Bu ister eğlence, ister yapılan iş olsun, her ikisi için de geçerli. Yeni
sorumluluklar her zaman çok keyifli oluyor. Tabii ki benimki küçük bir roldü.
Eğer başrol oyuncusu olsaydım durum farklı olurdu.
‘What I’ve Done’ parçasının klibinde insanların sebep olduğu
küresel çevre problemleri ile ilgili birçok kare var. Günümüz dünyasındaki
çevre sorunları ile ilgili neler söyleyebilirsin?
Yapılacak çok iş var. Ben güzel bir dünyada yaşadığımızı
düşünüyorum. Bireylerin yapabilecekleri konusunda çevrelerine hiper duyarlı
olması gerekiyor. İnsanlar genelde yaşamlarına genel bir yaklaşım
içerisindeler. Halbuki her alanda çok özenli olmak gerekiyor. Başkası yaptı
demek çok kolay. Ama gerçekte hayatının bir noktasında herkes yanlış veya
zararlı bir maddeden çok fazla miktarda kullanabiliyor ve gerçek bu. Olaya
mikroskobik bir seviyede bakarsan havalandırma çalışırken pencereyi açmak,
odadan çıkarken ışığı açık bırakmak gibi aktivitelerin tümü çevreyi etkiliyor.

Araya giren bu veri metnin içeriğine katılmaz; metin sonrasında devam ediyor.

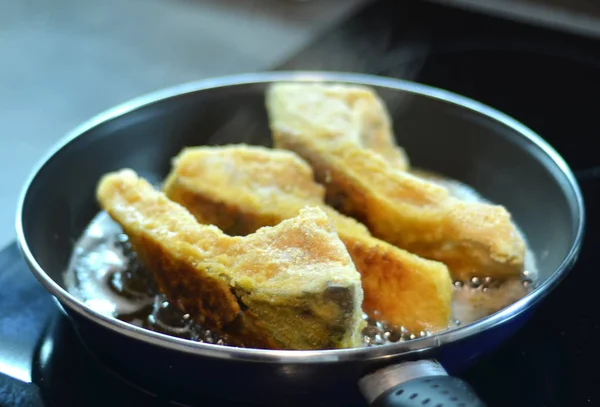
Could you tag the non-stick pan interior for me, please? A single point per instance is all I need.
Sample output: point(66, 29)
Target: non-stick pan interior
point(468, 145)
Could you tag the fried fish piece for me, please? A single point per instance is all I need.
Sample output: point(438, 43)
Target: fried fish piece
point(353, 112)
point(292, 286)
point(472, 239)
point(241, 188)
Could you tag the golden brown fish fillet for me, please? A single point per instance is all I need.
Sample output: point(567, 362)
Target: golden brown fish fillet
point(352, 111)
point(473, 239)
point(241, 188)
point(292, 286)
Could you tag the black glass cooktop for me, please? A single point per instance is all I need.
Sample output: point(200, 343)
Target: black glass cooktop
point(547, 80)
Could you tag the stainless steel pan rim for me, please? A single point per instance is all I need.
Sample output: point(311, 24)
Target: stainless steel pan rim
point(322, 356)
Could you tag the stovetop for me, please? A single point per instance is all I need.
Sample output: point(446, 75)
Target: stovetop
point(547, 80)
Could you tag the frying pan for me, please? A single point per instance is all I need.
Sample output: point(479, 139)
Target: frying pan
point(441, 131)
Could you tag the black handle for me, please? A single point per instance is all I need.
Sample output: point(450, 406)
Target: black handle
point(432, 391)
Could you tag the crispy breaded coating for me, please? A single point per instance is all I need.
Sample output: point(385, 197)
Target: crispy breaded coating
point(241, 188)
point(292, 286)
point(473, 239)
point(353, 112)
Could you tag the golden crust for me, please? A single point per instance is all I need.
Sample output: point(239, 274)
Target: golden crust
point(256, 186)
point(353, 112)
point(292, 286)
point(473, 239)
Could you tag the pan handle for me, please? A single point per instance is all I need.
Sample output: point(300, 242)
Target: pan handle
point(423, 383)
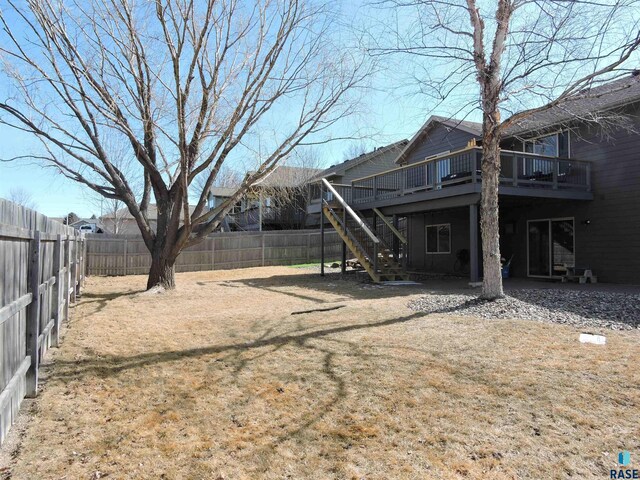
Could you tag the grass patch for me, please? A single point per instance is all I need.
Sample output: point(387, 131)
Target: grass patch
point(218, 380)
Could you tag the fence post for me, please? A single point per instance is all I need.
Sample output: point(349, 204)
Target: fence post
point(213, 253)
point(124, 269)
point(84, 260)
point(67, 276)
point(33, 318)
point(74, 270)
point(57, 291)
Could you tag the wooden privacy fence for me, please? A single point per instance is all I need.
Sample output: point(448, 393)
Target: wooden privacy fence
point(128, 255)
point(42, 265)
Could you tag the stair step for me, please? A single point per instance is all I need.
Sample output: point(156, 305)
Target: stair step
point(387, 267)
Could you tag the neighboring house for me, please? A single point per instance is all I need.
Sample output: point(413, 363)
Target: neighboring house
point(127, 225)
point(278, 201)
point(568, 194)
point(342, 174)
point(216, 197)
point(88, 225)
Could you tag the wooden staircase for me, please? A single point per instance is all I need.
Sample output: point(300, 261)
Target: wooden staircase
point(375, 256)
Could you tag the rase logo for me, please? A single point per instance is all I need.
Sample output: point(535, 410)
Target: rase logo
point(624, 459)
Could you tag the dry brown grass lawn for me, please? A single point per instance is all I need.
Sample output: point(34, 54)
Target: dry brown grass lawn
point(219, 380)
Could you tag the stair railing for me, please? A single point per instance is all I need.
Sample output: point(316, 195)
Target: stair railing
point(343, 224)
point(337, 197)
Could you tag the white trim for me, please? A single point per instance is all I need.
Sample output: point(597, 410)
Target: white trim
point(444, 152)
point(426, 242)
point(549, 220)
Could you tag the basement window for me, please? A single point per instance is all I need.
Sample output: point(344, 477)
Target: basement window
point(438, 238)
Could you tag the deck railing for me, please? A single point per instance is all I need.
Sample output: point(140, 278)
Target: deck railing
point(343, 190)
point(518, 169)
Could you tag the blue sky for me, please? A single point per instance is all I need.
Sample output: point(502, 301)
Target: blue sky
point(391, 115)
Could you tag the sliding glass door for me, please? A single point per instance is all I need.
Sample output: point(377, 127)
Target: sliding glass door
point(550, 247)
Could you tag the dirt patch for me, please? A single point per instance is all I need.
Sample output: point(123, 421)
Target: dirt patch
point(218, 380)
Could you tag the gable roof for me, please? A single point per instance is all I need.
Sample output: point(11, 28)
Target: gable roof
point(473, 128)
point(341, 168)
point(584, 105)
point(286, 176)
point(222, 191)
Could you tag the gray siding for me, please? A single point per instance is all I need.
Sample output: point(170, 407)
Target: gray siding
point(419, 259)
point(380, 163)
point(383, 162)
point(610, 243)
point(438, 139)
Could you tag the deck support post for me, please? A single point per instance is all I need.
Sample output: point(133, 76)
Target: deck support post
point(343, 265)
point(474, 274)
point(396, 241)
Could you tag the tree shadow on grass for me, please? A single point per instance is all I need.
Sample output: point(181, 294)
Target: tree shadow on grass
point(347, 287)
point(99, 301)
point(113, 365)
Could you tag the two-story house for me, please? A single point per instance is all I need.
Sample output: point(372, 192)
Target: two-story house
point(568, 196)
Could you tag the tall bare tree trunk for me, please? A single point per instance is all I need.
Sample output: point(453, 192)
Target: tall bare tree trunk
point(164, 250)
point(162, 272)
point(489, 214)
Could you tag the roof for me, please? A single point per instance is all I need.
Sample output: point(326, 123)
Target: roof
point(584, 105)
point(152, 213)
point(286, 176)
point(473, 128)
point(340, 168)
point(85, 220)
point(222, 191)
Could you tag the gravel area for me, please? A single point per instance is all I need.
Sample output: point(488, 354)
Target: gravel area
point(586, 309)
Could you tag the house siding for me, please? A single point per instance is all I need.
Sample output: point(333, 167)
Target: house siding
point(438, 139)
point(418, 258)
point(610, 244)
point(379, 163)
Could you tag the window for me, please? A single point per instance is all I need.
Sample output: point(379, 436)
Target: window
point(438, 238)
point(554, 145)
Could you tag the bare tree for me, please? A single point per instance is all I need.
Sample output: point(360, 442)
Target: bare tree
point(517, 57)
point(286, 189)
point(22, 197)
point(186, 84)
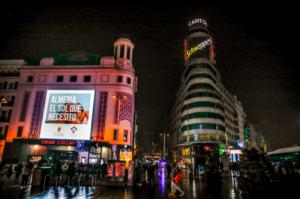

Eğer herkes çöpünü doğru ayrıştırırsa, kullanmadığı ışığı söndürürse bu ufacık
bireysel faaliyetlerin etkisinin görülmesi inanılmaz oluyor. Bu sorumlulukları
yerine getirirsek kaynaklarımız daha uzun süreli kullanılabiliyor ve tüketen
için çok daha az materyal üretiliyor. Böylece her şey çok daha çevre dostu
oluyor. Eğer bunları becerebilirsek çok iyi durumda olduğumuzu düşünüyorum.
Bu ay Linkin Park tarihinde ilk defa İstanbul’da
olacaksınız. Bir ülkede ilk defa çalıyor olmak nasıl bir duygu?
Çok iyi bir duygu. Türkiye bizim daha önce çalmadığımız bir
ülke, vereceğimiz konser ya iptal olmuştu ya da bir şekilde turne güzergahına
uymadığı için gerçekleştiremedik. Benim özellikle çok gitmek istediğim bir yer,
çünkü ülkeniz hakkında bir çok kitapta ne kadar güzel topraklarınız ve aynı
zamanda zengin tarihiniz olduğuna dair şeyler okudum. Modern ve bu kadar zengin
bir tarihçenin karışımı her zaman nefes kesici oluyor. İlk şovumuz olacağı için
çok güzel bir deneyim olacak. Brezilya’da ilk çaldığımızda da nasıl bir şey
olacağı hakkında hiçbir fikrimiz yoktu ve çok güzel bir şov olmuştu.
İstanbul’da da karşımıza ne çıkacağını bilmemek bizi heyecanlandırıyor.